High Court’s Decision in Miller v. Alabama is a Victory for Many, Especially in Communities of Color

The W. Haywood Burns Institute  (BI) would like to congratulate our colleague Bryan Stevenson at the Equal Justice Initiative  and the legions of lawyers, advocates and families on their victory in the U.S. Supreme Court’s decision in Miller v. Alabama. 

This decision will impact more than 2,000 young people of which 75 percent are youth of color. The decision specifically holds that young people convicted of homicide cannot mandatorily be sentenced to life without possibility of parole. While some headlines scream that “murderers” will go free, for those of us that live and work in communities of color, this decision is impactful and important.

In some communities of concentrated poverty across the country, the line between perpetrator and victim is easily traversed. Families of victims and convicted perpetrators are coming to grips with the facts of the new decision. The key elements of the decision involve important principles that are the cornerstone of our jurisprudential system. Those principles involve recognition of adolescent development and proportionality of sanctions. The Court recognizes that teenagers “lack of maturity, have an underdeveloped sense of responsibility…that can lead to recklessness, impulsivity and heedless risk-taking.”

Lifetime incarceration for children is wrong and should not be tolerated by civil society. Miller v. Alabama goes a long way toward making that a reality. All children, regardless of race, religion or ethnic background, are individuals with personal strengths and weaknesses. Indeed, the Court recognizes their immaturity and impulsivity and I would add that these young people are also often abused, ignored, uncared for, disempowered and frequently in a great deal of pain. The Court ruled that a mandatory life sentence for a young person denies their basic humanity.

This decision also gives us an opportunity to examine the use of incarceration as an instrument of social control. In that vein, the overuse of incarceration for young people as a first resort, the current high levels of recidivism and the endless amount of dollars being spent should always be discussed. Heretofore, we as a country were willing to pay any price we believed was necessary for a seductive but hollow phrase; law and order. And pay we did.
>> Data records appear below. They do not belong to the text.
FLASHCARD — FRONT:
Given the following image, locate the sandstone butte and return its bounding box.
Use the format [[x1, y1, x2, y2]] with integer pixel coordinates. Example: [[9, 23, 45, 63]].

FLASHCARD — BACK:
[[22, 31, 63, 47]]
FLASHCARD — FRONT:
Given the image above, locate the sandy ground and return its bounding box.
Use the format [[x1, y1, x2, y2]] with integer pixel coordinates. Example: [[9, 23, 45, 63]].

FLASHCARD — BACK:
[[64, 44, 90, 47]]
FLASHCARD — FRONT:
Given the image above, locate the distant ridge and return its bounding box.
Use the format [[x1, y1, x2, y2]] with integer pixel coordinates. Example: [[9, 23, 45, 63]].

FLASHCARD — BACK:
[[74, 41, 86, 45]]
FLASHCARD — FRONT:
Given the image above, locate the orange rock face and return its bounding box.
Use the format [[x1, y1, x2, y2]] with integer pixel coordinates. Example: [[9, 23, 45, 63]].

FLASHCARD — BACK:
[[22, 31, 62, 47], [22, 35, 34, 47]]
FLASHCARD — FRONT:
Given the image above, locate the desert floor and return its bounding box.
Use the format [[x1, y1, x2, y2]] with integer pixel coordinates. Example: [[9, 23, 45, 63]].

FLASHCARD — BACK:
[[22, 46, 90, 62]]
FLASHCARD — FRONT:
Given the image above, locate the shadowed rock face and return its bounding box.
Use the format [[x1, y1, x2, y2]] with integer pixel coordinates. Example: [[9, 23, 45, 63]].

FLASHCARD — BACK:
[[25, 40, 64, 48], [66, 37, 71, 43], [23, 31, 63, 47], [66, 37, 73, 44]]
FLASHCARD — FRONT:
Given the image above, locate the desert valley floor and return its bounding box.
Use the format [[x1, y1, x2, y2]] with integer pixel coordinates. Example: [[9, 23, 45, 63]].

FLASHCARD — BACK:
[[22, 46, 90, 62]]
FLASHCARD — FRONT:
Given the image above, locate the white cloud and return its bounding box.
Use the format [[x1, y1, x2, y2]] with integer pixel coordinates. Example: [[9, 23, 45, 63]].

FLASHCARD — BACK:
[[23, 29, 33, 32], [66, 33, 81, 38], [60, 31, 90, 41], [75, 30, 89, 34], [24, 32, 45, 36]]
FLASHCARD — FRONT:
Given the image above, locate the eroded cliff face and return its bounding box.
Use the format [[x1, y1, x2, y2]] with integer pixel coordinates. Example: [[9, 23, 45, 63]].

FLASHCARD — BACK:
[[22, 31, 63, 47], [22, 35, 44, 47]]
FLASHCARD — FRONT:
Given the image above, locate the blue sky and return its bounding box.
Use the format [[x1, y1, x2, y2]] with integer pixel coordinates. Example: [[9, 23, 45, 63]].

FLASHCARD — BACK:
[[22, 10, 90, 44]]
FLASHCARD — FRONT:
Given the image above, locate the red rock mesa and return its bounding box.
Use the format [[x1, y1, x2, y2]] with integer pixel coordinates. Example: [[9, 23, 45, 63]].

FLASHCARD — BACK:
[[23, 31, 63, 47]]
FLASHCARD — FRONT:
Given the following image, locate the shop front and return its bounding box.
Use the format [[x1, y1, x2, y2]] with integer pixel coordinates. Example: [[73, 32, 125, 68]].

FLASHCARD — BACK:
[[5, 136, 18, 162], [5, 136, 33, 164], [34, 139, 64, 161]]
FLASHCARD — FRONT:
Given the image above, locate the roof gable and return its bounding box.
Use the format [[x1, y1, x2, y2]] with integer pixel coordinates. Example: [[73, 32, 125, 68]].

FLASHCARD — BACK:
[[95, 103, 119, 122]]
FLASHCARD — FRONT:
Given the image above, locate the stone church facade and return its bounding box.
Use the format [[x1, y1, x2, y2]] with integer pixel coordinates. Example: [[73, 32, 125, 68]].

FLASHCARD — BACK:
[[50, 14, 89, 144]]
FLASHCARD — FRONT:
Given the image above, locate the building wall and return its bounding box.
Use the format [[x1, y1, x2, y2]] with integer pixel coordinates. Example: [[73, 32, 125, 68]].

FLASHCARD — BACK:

Between 1971 and 1990, the expenditures for incarceration increased a whopping 313 percent.

During those years we instituted a War on Drugs (brilliantly detailed in Michelle Alexander’s book The New Jim Crow), waged a similar war on children by criminalizing normal adolescent behavior, and became the world’s largest jailer. There is a better way and the Miller decision is a good foundation to move forward with humanity and decency.

At the Burns Institute, we are working on an agenda of humanity and decency that is part of a strength-based approach to children’s basic needs regardless of circumstance. We can reduce crime and the need for life without parole for young people by redefining what youth serving systems should provide. Young people have fundamental rights as human beings that must be adhered to by all systems. We must move to a frame that emphasizes child well being as the preferred method of crime prevention.

Good service provision demands that a youth be involved with a positive, consistent caring adult in their lives. The administration of justice demands that we be creative in order to change the balance of power regarding decisions about who will be the keeper and who will be the kept, who will be servers and who will be the served, and who will suffer abuse and who will be protected from harm.

Thanks to the Miller decision — we are one step closer to a justice system that is equitable and restorative.